Gli slogan sono un tipico strumento della propaganda e non c’è da sorprendersi. Ma tra l’uso e l’abuso c’è una differenza decisiva: e la sanzione dipende da noi

Volevano tassare le merendine. Si accingono a tassare le bibite gassate.

Pur di raggranellare quattrini non escludono alcun balzello: e fino a qui pazienza, se ci fosse almeno la franchezza di dire che il vero e unico scopo è quello di tirar su qualche soldo, per attenuare un tantino l’indebitamento nazionale.

Invece no. Invece ci raccontano che l’intento è la salvaguardia della salute collettiva. E in particolare dei più piccoli. Che, poverini, se si rimpinzano di porcherie zuccheratissime diventano grassi, o persino obesi. E quindi si avviano a non vivere in buona salute. E quindi ancora, o prima o dopo, a diventare un costo aggiuntivo per il sistema sanitario.

Poverini loro, impoveriti tutti noi. Poveracci sia noi che loro.

Pretesto per pretesto, si può fare di meglio: una bella tassa sulle parole vuote dei politici. La base imponibile, diciamo così, sarebbe smisurata. E l’accertamento un gioco da ragazzi, se affidato a persone di buon senso e non ai soliti “amici degli amici”.

Basta sfogliare i quotidiani più noti, o farsi un giretto sui rispettivi siti. L’abbondanza regna sovrana e c’è solo l’imbarazzo della scelta. Poi, magari, nel mentre ci si aggira tra le pagine stampate e le pagine online (immaginandosi di appartenere al neonato “Nucleo speciale GdF – Ufficio Insulti alla pubblica intelligenza”) si può cogliere l’occasione per alzare un po’ il tiro, e riflettere più a fondo.

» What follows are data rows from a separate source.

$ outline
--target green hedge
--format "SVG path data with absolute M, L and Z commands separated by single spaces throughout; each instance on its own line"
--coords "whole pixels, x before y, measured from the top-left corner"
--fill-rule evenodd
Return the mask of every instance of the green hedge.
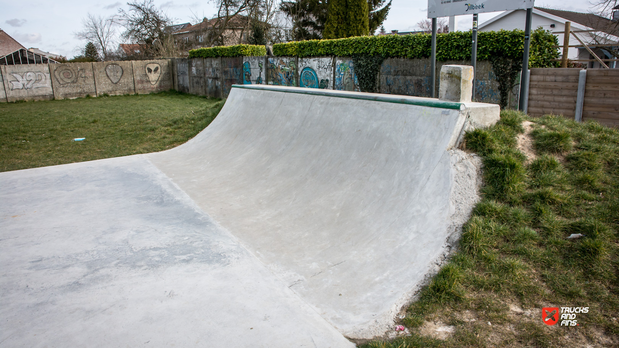
M 430 56 L 432 35 L 383 35 L 356 37 L 335 40 L 311 40 L 273 45 L 275 56 L 340 57 L 364 54 L 384 58 L 401 57 L 422 58 Z M 471 32 L 454 32 L 436 37 L 436 60 L 470 59 Z M 522 60 L 524 48 L 524 31 L 480 32 L 477 34 L 477 59 L 487 60 L 501 56 Z M 556 37 L 539 28 L 531 35 L 530 67 L 554 66 L 550 59 L 558 58 Z
M 241 57 L 266 56 L 267 49 L 258 45 L 236 45 L 235 46 L 216 46 L 189 50 L 190 58 L 210 58 L 212 57 Z

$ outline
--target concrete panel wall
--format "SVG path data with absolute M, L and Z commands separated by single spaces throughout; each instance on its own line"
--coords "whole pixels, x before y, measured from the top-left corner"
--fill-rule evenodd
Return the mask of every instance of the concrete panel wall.
M 381 64 L 380 91 L 387 94 L 430 97 L 430 76 L 429 59 L 388 58 Z
M 187 58 L 176 58 L 176 90 L 184 93 L 189 92 L 189 64 Z
M 0 69 L 0 103 L 6 103 L 6 92 L 4 90 L 4 79 Z
M 206 95 L 204 58 L 191 58 L 188 63 L 189 68 L 189 93 L 197 95 Z
M 222 97 L 222 58 L 204 58 L 206 77 L 206 95 L 212 98 Z
M 267 66 L 267 81 L 269 85 L 299 85 L 297 80 L 296 58 L 271 57 Z
M 436 62 L 436 90 L 438 95 L 441 68 L 444 64 L 456 64 L 470 65 L 470 61 L 449 61 Z M 430 59 L 409 59 L 388 58 L 381 65 L 380 92 L 387 94 L 400 94 L 417 97 L 430 97 L 431 89 Z M 517 83 L 519 82 L 519 79 Z M 519 86 L 515 85 L 511 91 L 513 108 L 518 106 Z M 496 76 L 488 61 L 477 62 L 475 75 L 475 100 L 483 103 L 498 104 L 501 98 Z
M 333 58 L 299 58 L 299 86 L 333 89 Z
M 136 93 L 148 94 L 171 89 L 173 86 L 169 59 L 133 61 Z
M 46 100 L 54 98 L 50 67 L 46 64 L 3 65 L 7 100 Z
M 266 57 L 243 58 L 243 84 L 245 85 L 266 84 Z
M 243 57 L 222 57 L 222 96 L 227 98 L 233 84 L 243 84 Z
M 131 61 L 95 62 L 93 67 L 97 96 L 136 93 Z
M 337 57 L 335 59 L 334 89 L 360 92 L 352 58 Z
M 92 63 L 50 64 L 54 99 L 97 95 Z

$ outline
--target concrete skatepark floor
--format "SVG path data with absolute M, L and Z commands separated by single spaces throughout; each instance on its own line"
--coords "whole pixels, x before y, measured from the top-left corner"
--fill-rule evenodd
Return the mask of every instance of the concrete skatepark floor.
M 462 110 L 233 90 L 171 150 L 0 173 L 0 344 L 352 347 L 392 326 L 475 199 L 478 163 L 448 150 Z

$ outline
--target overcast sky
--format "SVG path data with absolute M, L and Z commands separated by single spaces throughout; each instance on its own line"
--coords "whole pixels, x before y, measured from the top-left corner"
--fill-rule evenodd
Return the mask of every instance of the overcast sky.
M 592 9 L 591 0 L 544 0 L 537 1 L 535 6 L 576 12 L 588 12 Z M 0 11 L 0 28 L 11 35 L 27 48 L 35 47 L 71 58 L 79 54 L 79 47 L 85 42 L 76 38 L 74 33 L 81 30 L 82 19 L 89 12 L 108 17 L 118 13 L 118 9 L 126 9 L 126 1 L 103 0 L 97 4 L 84 0 L 57 0 L 45 1 L 2 1 Z M 178 23 L 195 24 L 192 19 L 212 17 L 215 7 L 212 1 L 196 0 L 154 0 L 167 14 Z M 417 29 L 416 24 L 427 18 L 427 1 L 393 0 L 389 16 L 384 22 L 387 32 L 392 30 L 408 32 Z M 501 12 L 481 14 L 480 22 L 483 22 Z M 471 27 L 472 15 L 456 17 L 458 30 Z M 118 30 L 121 30 L 118 28 Z

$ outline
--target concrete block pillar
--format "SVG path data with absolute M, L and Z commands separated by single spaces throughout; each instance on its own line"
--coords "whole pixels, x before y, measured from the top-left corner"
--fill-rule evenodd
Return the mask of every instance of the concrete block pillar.
M 473 96 L 473 67 L 444 65 L 441 68 L 438 98 L 449 102 L 468 103 Z

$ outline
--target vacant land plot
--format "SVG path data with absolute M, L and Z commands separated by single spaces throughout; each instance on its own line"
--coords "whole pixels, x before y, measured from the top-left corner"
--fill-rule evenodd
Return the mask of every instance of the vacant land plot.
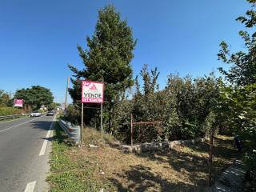
M 111 137 L 85 130 L 85 146 L 69 146 L 57 127 L 54 138 L 52 191 L 205 191 L 208 145 L 206 142 L 142 154 L 124 154 Z M 88 144 L 98 147 L 90 148 Z M 237 158 L 232 138 L 214 142 L 214 176 Z

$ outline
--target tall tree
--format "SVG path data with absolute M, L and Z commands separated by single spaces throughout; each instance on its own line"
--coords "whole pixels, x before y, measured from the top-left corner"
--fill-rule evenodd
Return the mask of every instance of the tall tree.
M 253 30 L 256 25 L 256 0 L 247 2 L 252 5 L 251 10 L 246 11 L 246 16 L 238 17 L 236 20 L 243 23 L 246 28 Z M 241 30 L 239 35 L 244 40 L 245 50 L 230 54 L 227 43 L 222 42 L 218 56 L 225 63 L 233 64 L 229 71 L 222 67 L 219 68 L 227 80 L 235 86 L 245 86 L 256 82 L 256 32 Z
M 86 38 L 88 50 L 78 46 L 85 68 L 78 70 L 69 65 L 75 79 L 70 94 L 74 99 L 80 98 L 78 80 L 104 81 L 105 98 L 108 102 L 109 118 L 114 114 L 114 106 L 123 92 L 134 82 L 130 65 L 136 41 L 126 20 L 114 6 L 106 6 L 98 11 L 96 28 L 92 38 Z

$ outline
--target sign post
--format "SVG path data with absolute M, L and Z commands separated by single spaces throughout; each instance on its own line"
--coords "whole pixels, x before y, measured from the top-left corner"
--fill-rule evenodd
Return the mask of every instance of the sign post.
M 81 130 L 80 130 L 80 147 L 82 147 L 82 129 L 83 129 L 83 102 L 82 102 L 82 109 L 81 109 Z
M 100 103 L 101 104 L 101 132 L 103 132 L 102 126 L 102 103 L 104 102 L 104 82 L 82 81 L 82 122 L 81 122 L 81 146 L 82 146 L 82 130 L 83 127 L 83 103 Z
M 23 99 L 15 98 L 15 99 L 14 99 L 14 106 L 22 107 L 22 106 L 23 106 L 23 102 L 24 102 L 24 100 L 23 100 Z

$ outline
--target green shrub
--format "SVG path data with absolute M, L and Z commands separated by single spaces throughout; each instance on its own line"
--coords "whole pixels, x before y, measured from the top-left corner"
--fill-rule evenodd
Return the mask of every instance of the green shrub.
M 256 178 L 256 150 L 250 154 L 246 154 L 245 156 L 245 162 L 248 167 L 247 176 L 250 179 Z
M 21 109 L 15 109 L 9 106 L 0 107 L 0 115 L 19 114 L 22 113 L 22 110 Z

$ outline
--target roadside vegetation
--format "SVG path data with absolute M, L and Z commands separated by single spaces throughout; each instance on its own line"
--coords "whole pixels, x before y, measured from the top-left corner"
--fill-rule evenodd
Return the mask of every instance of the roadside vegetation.
M 109 134 L 84 130 L 84 146 L 72 146 L 56 125 L 48 177 L 50 191 L 204 191 L 207 187 L 208 144 L 126 154 Z M 97 147 L 90 147 L 89 144 Z M 237 157 L 233 138 L 217 136 L 214 175 Z
M 131 60 L 134 57 L 133 51 L 137 40 L 133 37 L 132 29 L 128 26 L 126 20 L 122 20 L 121 14 L 117 12 L 113 6 L 106 6 L 100 10 L 95 32 L 91 38 L 87 37 L 86 38 L 88 49 L 83 50 L 81 46 L 78 46 L 84 68 L 80 70 L 70 65 L 69 66 L 74 73 L 74 77 L 71 78 L 73 87 L 69 90 L 73 99 L 73 105 L 67 109 L 66 119 L 76 124 L 81 122 L 81 80 L 104 81 L 106 102 L 103 104 L 103 127 L 106 133 L 110 134 L 111 137 L 122 143 L 130 143 L 130 122 L 131 114 L 134 116 L 134 122 L 161 122 L 161 124 L 158 125 L 135 126 L 133 133 L 135 143 L 202 137 L 212 138 L 211 135 L 215 135 L 214 143 L 216 145 L 216 142 L 218 143 L 224 137 L 218 138 L 217 135 L 218 134 L 239 135 L 241 140 L 246 143 L 246 149 L 244 150 L 246 151 L 246 158 L 243 159 L 249 168 L 247 179 L 255 181 L 256 66 L 254 55 L 256 33 L 252 33 L 251 30 L 254 29 L 256 23 L 256 11 L 254 10 L 256 1 L 248 0 L 248 2 L 250 3 L 251 9 L 246 13 L 245 16 L 238 17 L 236 19 L 243 24 L 248 31 L 239 31 L 239 35 L 244 40 L 245 47 L 243 50 L 232 53 L 226 42 L 224 41 L 220 42 L 218 58 L 223 63 L 230 65 L 228 70 L 222 67 L 218 69 L 220 73 L 222 74 L 223 78 L 216 77 L 214 73 L 196 78 L 190 75 L 180 77 L 178 74 L 170 73 L 166 78 L 167 82 L 163 89 L 159 89 L 158 84 L 159 75 L 158 69 L 148 69 L 147 65 L 144 65 L 139 75 L 133 79 Z M 85 106 L 89 107 L 86 108 L 84 114 L 86 125 L 94 127 L 95 130 L 98 129 L 100 114 L 98 110 L 94 109 L 98 107 L 97 104 L 86 104 Z M 86 130 L 87 130 L 84 131 Z M 87 132 L 85 134 L 88 134 Z M 230 140 L 225 139 L 225 141 Z M 194 148 L 181 147 L 177 150 L 177 153 L 181 154 L 181 153 L 186 154 L 190 151 L 190 153 L 194 154 L 194 151 L 197 151 L 196 147 L 200 147 L 199 151 L 198 151 L 199 153 L 202 147 L 207 148 L 207 146 L 200 146 L 198 145 Z M 214 154 L 213 166 L 215 171 L 218 170 L 218 163 L 221 165 L 219 167 L 222 167 L 219 170 L 225 167 L 223 162 L 226 160 L 222 158 L 218 158 L 220 154 L 222 153 L 222 150 L 225 150 L 223 155 L 227 155 L 225 156 L 227 162 L 230 160 L 231 162 L 234 158 L 233 152 L 229 150 L 231 148 L 231 146 L 222 148 L 218 146 L 214 147 L 215 154 Z M 77 153 L 80 153 L 78 157 L 85 156 L 89 158 L 92 149 L 87 149 L 87 150 L 86 149 L 84 148 L 79 152 L 77 151 Z M 109 159 L 114 166 L 118 166 L 122 155 L 126 155 L 119 154 L 120 152 L 116 149 L 106 146 L 104 150 L 101 148 L 94 149 L 94 153 L 105 154 L 104 151 L 108 150 L 111 151 L 109 153 L 116 153 L 113 157 L 118 157 L 114 159 Z M 184 152 L 184 150 L 187 151 Z M 66 153 L 68 157 L 73 157 L 72 153 Z M 169 163 L 177 158 L 177 157 L 171 156 L 171 154 L 168 154 L 170 155 L 170 158 L 168 158 L 169 156 L 166 154 L 166 153 L 169 153 L 168 151 L 165 151 L 165 161 L 169 161 Z M 202 154 L 201 154 L 202 155 Z M 94 157 L 94 161 L 98 163 L 98 158 L 94 155 L 92 154 Z M 98 155 L 101 154 L 98 154 Z M 102 155 L 102 157 L 106 157 L 106 155 Z M 134 172 L 130 172 L 131 170 L 122 166 L 117 169 L 119 172 L 124 170 L 124 173 L 131 175 L 130 177 L 135 177 L 136 174 L 142 177 L 144 175 L 143 171 L 150 172 L 152 178 L 158 174 L 161 175 L 161 177 L 163 177 L 163 180 L 159 178 L 158 188 L 154 188 L 154 190 L 166 189 L 164 187 L 170 184 L 170 178 L 162 175 L 162 172 L 161 174 L 157 170 L 154 172 L 153 167 L 146 167 L 146 165 L 150 165 L 151 162 L 143 162 L 143 163 L 138 164 L 139 166 L 133 167 L 136 165 L 137 160 L 147 159 L 150 161 L 150 158 L 144 158 L 135 154 L 129 155 L 125 156 L 125 158 L 130 159 L 130 161 L 134 164 L 128 166 L 130 169 L 134 168 Z M 157 155 L 157 154 L 154 155 Z M 136 160 L 131 157 L 136 157 Z M 202 162 L 204 161 L 203 157 L 203 155 L 201 157 Z M 237 158 L 239 158 L 239 156 Z M 75 159 L 74 158 L 72 161 L 80 165 L 80 162 Z M 219 161 L 217 163 L 218 159 Z M 192 162 L 186 162 L 186 160 L 182 159 L 183 162 L 187 163 L 186 165 L 191 163 L 191 166 L 194 165 L 193 160 L 190 160 Z M 158 161 L 155 162 L 159 163 L 159 166 L 161 166 L 160 165 L 164 164 L 165 161 L 162 161 L 161 163 Z M 84 160 L 82 162 L 84 162 Z M 122 163 L 124 162 L 121 162 Z M 203 175 L 206 172 L 200 169 L 200 165 L 198 164 L 195 170 L 198 171 L 200 170 L 202 175 Z M 206 169 L 206 164 L 202 165 Z M 106 167 L 104 166 L 104 169 L 107 170 Z M 174 168 L 173 166 L 167 166 L 167 165 L 165 167 Z M 139 170 L 143 171 L 135 173 Z M 90 173 L 94 173 L 94 171 L 91 170 Z M 106 172 L 112 173 L 111 170 L 108 170 L 108 171 Z M 118 172 L 118 170 L 116 171 Z M 193 171 L 193 170 L 188 170 L 186 175 L 190 174 Z M 178 174 L 182 175 L 181 172 L 178 172 Z M 136 189 L 136 183 L 131 183 L 132 178 L 128 179 L 126 178 L 127 176 L 123 176 L 122 182 L 122 179 L 120 178 L 120 180 L 117 176 L 122 178 L 122 174 L 116 173 L 115 175 L 116 177 L 114 174 L 110 177 L 116 179 L 116 185 L 114 185 L 114 186 L 118 187 L 118 190 L 124 187 L 123 189 L 133 189 L 131 190 L 140 191 L 139 188 Z M 172 175 L 176 174 L 174 172 Z M 196 174 L 192 174 L 192 178 L 196 179 Z M 187 179 L 186 176 L 184 177 L 182 182 L 187 183 L 186 187 L 190 185 L 194 186 L 198 185 L 198 182 L 192 182 L 192 180 Z M 91 176 L 91 178 L 94 177 Z M 105 178 L 106 179 L 105 181 L 110 182 L 108 178 Z M 139 177 L 137 179 L 139 179 Z M 198 180 L 200 179 L 198 178 Z M 93 179 L 93 181 L 94 180 L 97 179 Z M 175 181 L 175 179 L 174 180 Z M 181 182 L 181 179 L 178 179 L 178 181 Z M 110 182 L 112 184 L 114 183 L 114 181 Z M 121 184 L 118 186 L 119 182 Z M 124 184 L 126 182 L 126 184 Z M 150 182 L 148 182 L 146 185 L 150 186 Z M 112 189 L 112 184 L 109 186 L 110 189 Z M 141 181 L 140 185 L 143 185 L 142 181 Z M 171 186 L 174 187 L 170 185 L 170 187 Z
M 15 109 L 10 106 L 0 107 L 0 115 L 11 115 L 11 114 L 22 114 L 22 110 Z

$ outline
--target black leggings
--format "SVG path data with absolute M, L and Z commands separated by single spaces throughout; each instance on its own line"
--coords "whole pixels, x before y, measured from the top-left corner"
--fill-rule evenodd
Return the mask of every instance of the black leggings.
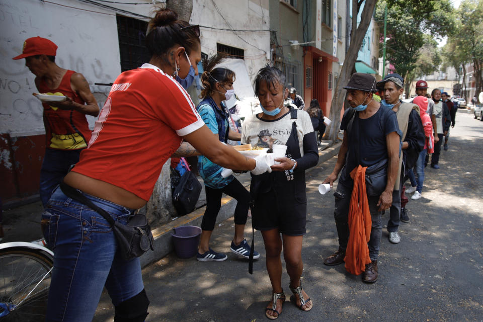
M 225 187 L 215 189 L 205 186 L 206 193 L 206 210 L 203 215 L 201 229 L 203 230 L 212 230 L 215 228 L 216 216 L 221 208 L 221 195 L 223 193 L 236 200 L 235 208 L 235 224 L 244 225 L 247 223 L 248 208 L 250 207 L 250 193 L 240 182 L 234 179 Z

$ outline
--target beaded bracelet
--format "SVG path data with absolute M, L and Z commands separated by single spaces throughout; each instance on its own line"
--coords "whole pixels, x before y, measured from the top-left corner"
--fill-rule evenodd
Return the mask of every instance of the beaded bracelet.
M 290 172 L 290 173 L 293 173 L 293 171 L 294 170 L 295 170 L 295 167 L 297 167 L 297 162 L 294 160 L 291 157 L 290 158 L 290 159 L 293 161 L 293 167 L 292 167 L 292 169 L 289 170 L 289 171 Z

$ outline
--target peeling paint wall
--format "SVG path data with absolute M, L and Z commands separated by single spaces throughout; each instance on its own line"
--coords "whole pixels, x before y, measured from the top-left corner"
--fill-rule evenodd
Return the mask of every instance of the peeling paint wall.
M 230 30 L 231 28 L 236 30 L 270 29 L 268 0 L 194 0 L 190 22 L 194 25 L 227 29 L 220 30 L 202 27 L 201 50 L 209 56 L 214 55 L 216 53 L 216 43 L 243 49 L 247 71 L 252 83 L 258 70 L 270 62 L 269 31 L 233 32 Z
M 55 2 L 62 6 L 0 1 L 0 196 L 4 202 L 38 193 L 45 147 L 43 108 L 32 95 L 37 92 L 35 75 L 25 59 L 12 59 L 22 53 L 25 39 L 39 36 L 55 43 L 55 62 L 83 74 L 101 107 L 110 89 L 94 83 L 112 83 L 121 72 L 115 12 L 75 0 Z M 137 2 L 147 4 L 116 6 L 148 16 L 152 2 Z M 96 118 L 87 117 L 92 128 Z

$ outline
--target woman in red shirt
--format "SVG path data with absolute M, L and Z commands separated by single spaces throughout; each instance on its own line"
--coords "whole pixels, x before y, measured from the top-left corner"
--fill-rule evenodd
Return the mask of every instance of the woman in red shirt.
M 114 82 L 88 148 L 63 181 L 124 224 L 149 200 L 163 165 L 183 139 L 224 168 L 271 171 L 266 159 L 248 159 L 219 142 L 180 85 L 189 85 L 201 60 L 199 27 L 160 10 L 146 42 L 149 63 Z M 139 258 L 121 258 L 109 223 L 58 188 L 46 210 L 42 228 L 54 252 L 47 320 L 92 320 L 104 286 L 115 320 L 144 320 L 149 301 Z

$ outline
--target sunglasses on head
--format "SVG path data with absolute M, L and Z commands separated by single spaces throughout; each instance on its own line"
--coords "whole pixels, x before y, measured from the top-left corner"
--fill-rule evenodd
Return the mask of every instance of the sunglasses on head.
M 184 32 L 187 32 L 192 30 L 195 32 L 195 34 L 196 34 L 197 37 L 200 36 L 200 25 L 190 25 L 189 26 L 184 27 L 181 29 L 180 29 L 180 30 Z

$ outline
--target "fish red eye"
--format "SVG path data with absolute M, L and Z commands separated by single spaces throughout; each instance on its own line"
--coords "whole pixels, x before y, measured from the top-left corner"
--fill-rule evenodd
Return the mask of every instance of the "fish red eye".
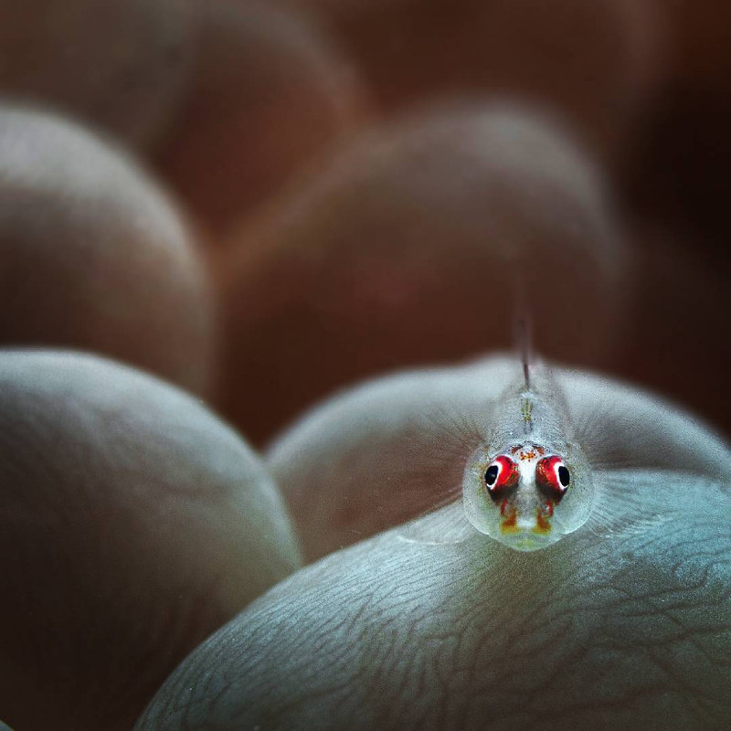
M 495 457 L 484 474 L 488 494 L 495 503 L 503 500 L 518 486 L 518 468 L 510 457 L 504 454 Z
M 558 503 L 571 483 L 571 472 L 557 455 L 544 457 L 535 465 L 535 484 L 546 497 Z

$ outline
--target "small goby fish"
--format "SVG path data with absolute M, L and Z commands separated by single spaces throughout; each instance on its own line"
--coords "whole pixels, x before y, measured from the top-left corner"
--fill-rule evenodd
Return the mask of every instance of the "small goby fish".
M 462 502 L 481 533 L 535 551 L 586 523 L 595 489 L 558 384 L 525 355 L 523 366 L 497 406 L 489 438 L 467 462 Z

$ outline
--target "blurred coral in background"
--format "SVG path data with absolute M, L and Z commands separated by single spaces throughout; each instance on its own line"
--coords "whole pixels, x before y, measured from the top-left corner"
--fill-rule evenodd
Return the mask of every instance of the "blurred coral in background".
M 539 354 L 731 433 L 729 27 L 721 0 L 3 4 L 0 620 L 25 634 L 0 637 L 0 717 L 129 729 L 300 565 L 244 440 L 360 379 L 510 350 L 517 313 Z M 183 423 L 164 416 L 180 398 Z M 165 440 L 175 459 L 154 453 Z M 138 462 L 159 470 L 149 485 Z M 173 503 L 193 517 L 168 524 L 186 480 L 200 493 Z M 254 528 L 229 524 L 258 501 Z M 180 552 L 179 531 L 207 552 Z M 84 551 L 105 557 L 77 576 Z M 59 572 L 76 584 L 56 604 L 24 583 Z M 188 588 L 201 604 L 178 611 Z M 81 652 L 85 615 L 58 607 L 102 595 Z

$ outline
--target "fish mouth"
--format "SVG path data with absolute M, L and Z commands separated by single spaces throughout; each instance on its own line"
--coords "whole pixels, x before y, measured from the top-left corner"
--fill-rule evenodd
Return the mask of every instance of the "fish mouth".
M 515 551 L 527 552 L 546 548 L 547 546 L 556 543 L 559 537 L 557 533 L 536 534 L 520 531 L 518 533 L 503 534 L 501 542 Z
M 551 506 L 553 508 L 553 506 Z M 501 508 L 500 533 L 503 535 L 524 535 L 547 538 L 553 533 L 553 509 L 544 507 L 532 511 L 532 515 L 521 515 L 514 506 L 503 503 Z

A partire da un paio di domande: perché usano di continuo espressioni così generiche? Perché hanno così tanta difficoltà a dire chiaro e tondo che genere di società vorrebbero plasmare, e imporci, se dipendesse da loro?

Imbonitore avvisato…

«O questo è veramente un governo di svolta, che cambia le cose sul serio, o viene meno la ragione della sua esistenza».

La frase è di Nicola Zingaretti, o quantomeno così viene presentata, con tanto di virgolette, dal Corriere della Sera. Che sia davvero sua, o comunque in linea col suo pensiero, è d’altronde avvalorato da una serie di dichiarazioni precedenti. Tipo questa, di inizio settembre: «Bene questa svolta, ora è il tempo di cambiare l’Italia. Questo governo nasce nel Parlamento come il governo precedente, abbiamo fermato Salvini e il solo annuncio di questa fase sta facendo tornare l’Italia protagonista in Europa».

Ok: il termine “svolta” gli piace.

Così come, alla coalizione di prima, piaceva “cambiamento”.

E così come, dall’altra parte dell’Atlantico, Barack Obama arrivò alla Casa Bianca nel 2008 con il celeberrimo “Yes We Can”.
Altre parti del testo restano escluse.